So we’ve been covering a lot of virtual reality tech here on Niche Gamer, most of the various devices seem to either be focused on your field of vision, or your physical movement (i.e. walking or aiming with a peripheral), but this hobbyist decided that simply viewing the game with a device strapped to your face wasn’t enough. He wanted his entire body in the game – and that’s exactly what he did.
Featured above, you’ll get to see Oliver Kreylos viewing both a virtual 3D environment – and himself, within the virtual 3D environment. This is made possible by three first genereation Kinect cameras that he positioned in a triangular formation, all of which are capturing a live feed to a singular Linux computer (with modest specs) that is adapting all of the raw footage to his Oculus Rift headset.

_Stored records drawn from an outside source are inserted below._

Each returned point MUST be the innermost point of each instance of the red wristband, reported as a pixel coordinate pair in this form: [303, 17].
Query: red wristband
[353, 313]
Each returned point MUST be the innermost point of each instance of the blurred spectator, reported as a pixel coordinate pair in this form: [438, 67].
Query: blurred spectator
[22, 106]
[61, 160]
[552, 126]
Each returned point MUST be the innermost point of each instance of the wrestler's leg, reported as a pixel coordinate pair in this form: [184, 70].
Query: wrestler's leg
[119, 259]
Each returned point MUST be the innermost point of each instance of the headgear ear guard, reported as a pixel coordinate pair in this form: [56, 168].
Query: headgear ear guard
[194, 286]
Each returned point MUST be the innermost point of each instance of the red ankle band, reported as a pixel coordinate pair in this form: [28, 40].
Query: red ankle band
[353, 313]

It has some bugs, but the implications are nearly endless. Kreylos goes a bit more into detail on how the entire process works:
I decided to embed the live 3D video into a virtual 3D model of an office, to show a possible setting for remote collaboration / tele-presence (more on that coming soon), and to contrast the “raw” nature of the 3D video with the much more polished look of the 3D model. One of the things we’ve noticed since we started working with 3D video to create “holographic” avatars many years ago was that, even with low-res and low-quality 3D video, the resulting avatars just feel real, in some sense even more real than higher-quality motion-captured avatars. I believe it’s related to the uncanny valley principle, in that fuzzy 3D video that moves in a very lifelike fashion is more believable to the brain than high-quality avatars that don’t quite move right.